И Маша, подняв перед собой стопку бумажных листков, раздвинула их так, как раскрывала когда-то давно веер какая-нибудь петербургская герцогиня.
— Кроме того, у нас на руках все бумаги, связанные с вашей нынешней квартирой, которую Степан Михайлович так пока и не посмотрел.
Она подняла другую руку — с собранной Ольгой папкой; несколькими днями раньше я сам вручил ее Маше.
— Покажи их Татьяне Владимировне, Коля, — сказала, улыбаясь, Катя.
— Да, пожалуйста, Николай, — попросила Татьяна Владимировна. — Я не сомневаюсь, что они в полном порядке, просто хочется, чтобы вы мне все про них объяснили. Тогда я буду совсем спокойна.
— Держи, Коля, — сказала Маша, протянув мне и бумажный веер, и папку.
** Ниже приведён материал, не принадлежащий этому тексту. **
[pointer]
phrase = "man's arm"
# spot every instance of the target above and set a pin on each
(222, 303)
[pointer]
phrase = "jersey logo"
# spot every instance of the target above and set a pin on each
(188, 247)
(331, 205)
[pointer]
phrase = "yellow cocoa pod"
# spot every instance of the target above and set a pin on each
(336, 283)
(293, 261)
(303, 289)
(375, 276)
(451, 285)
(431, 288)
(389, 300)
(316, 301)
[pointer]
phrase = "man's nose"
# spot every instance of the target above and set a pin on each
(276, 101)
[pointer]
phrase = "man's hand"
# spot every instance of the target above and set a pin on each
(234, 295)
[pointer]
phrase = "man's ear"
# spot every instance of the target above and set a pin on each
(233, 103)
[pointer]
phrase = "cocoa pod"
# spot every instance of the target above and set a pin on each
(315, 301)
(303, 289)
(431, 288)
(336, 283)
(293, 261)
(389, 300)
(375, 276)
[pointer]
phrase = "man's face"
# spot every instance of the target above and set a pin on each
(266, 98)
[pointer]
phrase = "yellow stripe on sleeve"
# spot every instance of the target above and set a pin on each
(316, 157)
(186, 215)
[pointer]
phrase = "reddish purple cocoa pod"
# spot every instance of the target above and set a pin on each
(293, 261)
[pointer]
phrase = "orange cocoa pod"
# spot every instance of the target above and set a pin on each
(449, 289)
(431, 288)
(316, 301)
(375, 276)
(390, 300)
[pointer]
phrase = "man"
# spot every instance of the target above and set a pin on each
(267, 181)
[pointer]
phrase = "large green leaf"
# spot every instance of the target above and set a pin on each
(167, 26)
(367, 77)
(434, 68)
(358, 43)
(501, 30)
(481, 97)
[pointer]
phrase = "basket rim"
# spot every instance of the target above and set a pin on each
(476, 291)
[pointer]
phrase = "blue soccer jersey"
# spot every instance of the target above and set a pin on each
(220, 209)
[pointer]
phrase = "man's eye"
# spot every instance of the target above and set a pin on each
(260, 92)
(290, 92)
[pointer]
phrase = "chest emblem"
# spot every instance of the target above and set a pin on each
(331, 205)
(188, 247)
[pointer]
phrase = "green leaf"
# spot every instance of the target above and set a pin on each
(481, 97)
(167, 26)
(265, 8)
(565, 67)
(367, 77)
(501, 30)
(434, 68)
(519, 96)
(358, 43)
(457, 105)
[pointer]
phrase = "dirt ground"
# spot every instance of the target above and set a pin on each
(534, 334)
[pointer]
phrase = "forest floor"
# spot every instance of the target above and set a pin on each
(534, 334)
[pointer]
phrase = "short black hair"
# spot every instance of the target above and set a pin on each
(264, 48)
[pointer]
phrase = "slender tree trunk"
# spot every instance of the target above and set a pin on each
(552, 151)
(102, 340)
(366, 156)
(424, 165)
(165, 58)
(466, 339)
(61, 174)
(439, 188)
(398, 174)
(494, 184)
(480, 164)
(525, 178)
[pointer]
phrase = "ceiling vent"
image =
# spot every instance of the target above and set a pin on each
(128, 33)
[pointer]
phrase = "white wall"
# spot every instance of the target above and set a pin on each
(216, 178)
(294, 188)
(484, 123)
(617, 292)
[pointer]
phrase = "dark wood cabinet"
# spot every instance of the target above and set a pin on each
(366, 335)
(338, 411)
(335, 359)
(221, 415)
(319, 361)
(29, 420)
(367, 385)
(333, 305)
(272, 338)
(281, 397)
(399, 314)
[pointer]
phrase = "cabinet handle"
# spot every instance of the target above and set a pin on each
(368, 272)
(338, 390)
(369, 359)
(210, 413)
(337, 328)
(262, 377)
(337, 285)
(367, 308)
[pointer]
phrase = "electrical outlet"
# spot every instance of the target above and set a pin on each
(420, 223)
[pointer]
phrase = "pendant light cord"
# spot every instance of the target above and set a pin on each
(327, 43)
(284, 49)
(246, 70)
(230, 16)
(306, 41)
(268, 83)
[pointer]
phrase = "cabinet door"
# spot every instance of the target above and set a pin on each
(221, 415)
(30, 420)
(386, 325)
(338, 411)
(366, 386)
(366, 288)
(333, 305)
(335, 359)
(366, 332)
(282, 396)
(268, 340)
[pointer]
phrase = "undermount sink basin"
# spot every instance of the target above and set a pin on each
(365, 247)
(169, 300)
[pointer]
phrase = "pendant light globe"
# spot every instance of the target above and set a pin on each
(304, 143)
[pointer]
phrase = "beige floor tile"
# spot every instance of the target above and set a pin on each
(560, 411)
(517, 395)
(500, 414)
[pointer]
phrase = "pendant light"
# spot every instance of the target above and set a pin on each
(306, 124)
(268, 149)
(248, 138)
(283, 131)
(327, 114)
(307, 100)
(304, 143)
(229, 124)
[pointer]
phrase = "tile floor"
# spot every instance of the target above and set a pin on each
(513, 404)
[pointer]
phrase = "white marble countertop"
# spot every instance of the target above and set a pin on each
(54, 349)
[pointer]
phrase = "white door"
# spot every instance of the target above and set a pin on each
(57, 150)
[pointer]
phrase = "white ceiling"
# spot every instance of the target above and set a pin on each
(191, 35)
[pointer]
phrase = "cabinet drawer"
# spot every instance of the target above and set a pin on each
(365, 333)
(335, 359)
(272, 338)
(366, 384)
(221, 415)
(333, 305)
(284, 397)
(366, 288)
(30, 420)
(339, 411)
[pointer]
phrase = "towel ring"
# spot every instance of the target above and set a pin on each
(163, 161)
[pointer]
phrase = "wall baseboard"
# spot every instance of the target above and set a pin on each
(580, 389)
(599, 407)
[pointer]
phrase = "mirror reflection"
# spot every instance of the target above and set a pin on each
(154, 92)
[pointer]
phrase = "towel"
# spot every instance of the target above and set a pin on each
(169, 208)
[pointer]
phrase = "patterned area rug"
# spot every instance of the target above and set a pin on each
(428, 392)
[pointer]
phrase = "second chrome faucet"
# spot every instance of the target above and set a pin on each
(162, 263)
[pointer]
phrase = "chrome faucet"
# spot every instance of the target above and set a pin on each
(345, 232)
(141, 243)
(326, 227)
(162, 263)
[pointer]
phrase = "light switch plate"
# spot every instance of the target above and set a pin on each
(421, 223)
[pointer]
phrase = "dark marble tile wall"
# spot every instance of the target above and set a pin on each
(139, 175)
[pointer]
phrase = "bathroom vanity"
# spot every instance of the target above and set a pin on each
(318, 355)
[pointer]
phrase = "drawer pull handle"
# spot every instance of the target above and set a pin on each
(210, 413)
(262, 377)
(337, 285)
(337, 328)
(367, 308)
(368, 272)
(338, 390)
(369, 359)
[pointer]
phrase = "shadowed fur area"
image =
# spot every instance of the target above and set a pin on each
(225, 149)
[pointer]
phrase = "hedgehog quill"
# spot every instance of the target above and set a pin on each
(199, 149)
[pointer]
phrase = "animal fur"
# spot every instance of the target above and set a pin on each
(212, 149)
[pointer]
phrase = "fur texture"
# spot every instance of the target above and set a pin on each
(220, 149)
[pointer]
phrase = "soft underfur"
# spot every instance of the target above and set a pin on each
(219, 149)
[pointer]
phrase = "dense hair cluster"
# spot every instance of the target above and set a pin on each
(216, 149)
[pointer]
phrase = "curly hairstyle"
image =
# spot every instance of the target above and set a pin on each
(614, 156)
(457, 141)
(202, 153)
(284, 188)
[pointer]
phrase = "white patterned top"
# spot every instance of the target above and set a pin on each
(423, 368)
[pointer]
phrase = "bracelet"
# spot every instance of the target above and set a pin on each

Документ, который в России не продается, пока еще не изобретен. На Павелецкой, в подземном переходе, ведущем от станции метро к дурацкой башне, в которой я работаю, можно купить университетский диплом, вид на жительство, удостоверение, обращающее тебя в квалифицированного нейрохирурга. Иногда они оказываются подлинными — в том смысле, что их изготовляют продажные работники самых настоящих университетов, чиновники мэрии, сотрудники кремлевской администрации (с девяностых годов сохранился и оживленный рынок чистых бланков, из которых можно состряпать любой договор с проставленными на нем давними датами, — такие бумаги содержат даже соответствующие этим датам водяные знаки). Но встречаются и вопиющие подделки. Как раздобыла Маша впервые увиденные мною в тот день «бутовские» документы, я не знаю. Вид они имели достаточно убедительный: все те же водяные знаки, россыпь очень правдоподобных печатей. Может быть, некоторые подписи выглядели немного смешно, да в уголках пары документов различались оставленные ксероксом сероватые тени, но ничего с очевидностью поддельного или способного вызвать тревогу в них не наблюдалось.
Я разложил документы на кухонном столе, сел за него вместе с Татьяной Владимировной. Сначала мы прошлись по бумагам, относившимся к ее старой квартире. Затем я показал ей те, в которых описывались приятные особенности бутовской, в частности документ, подтверждавший, что там никто не прописан. И тот, в котором стояло имя нынешнего ее правомочного владельца — Степана Михайловича.
День выдался хороший, грех было портить его. А кроме того, мы собирались в Одессу, и испортить эту поездку тоже было бы грешно. Да и зашли мы уже так далеко, что возвращение в исходную точку представлялось мне практически невозможным. Однако на деле все было и проще, и хуже этих моих объяснений. Я обязан сказать тебе, что, когда я показывал документы Татьяне Владимировне — да еще и в День Победы, — вся эта история казалась мне ничего не значащим пустяком. Неизбежным, почти естественным. Я понимаю, как это звучит, но больше мне оправдаться нечем.
— Великолепно, — сказала она, когда мы закончили. — Вы ангел, Николай.
— Да, — согласилась Маша, — Коля наш ангел.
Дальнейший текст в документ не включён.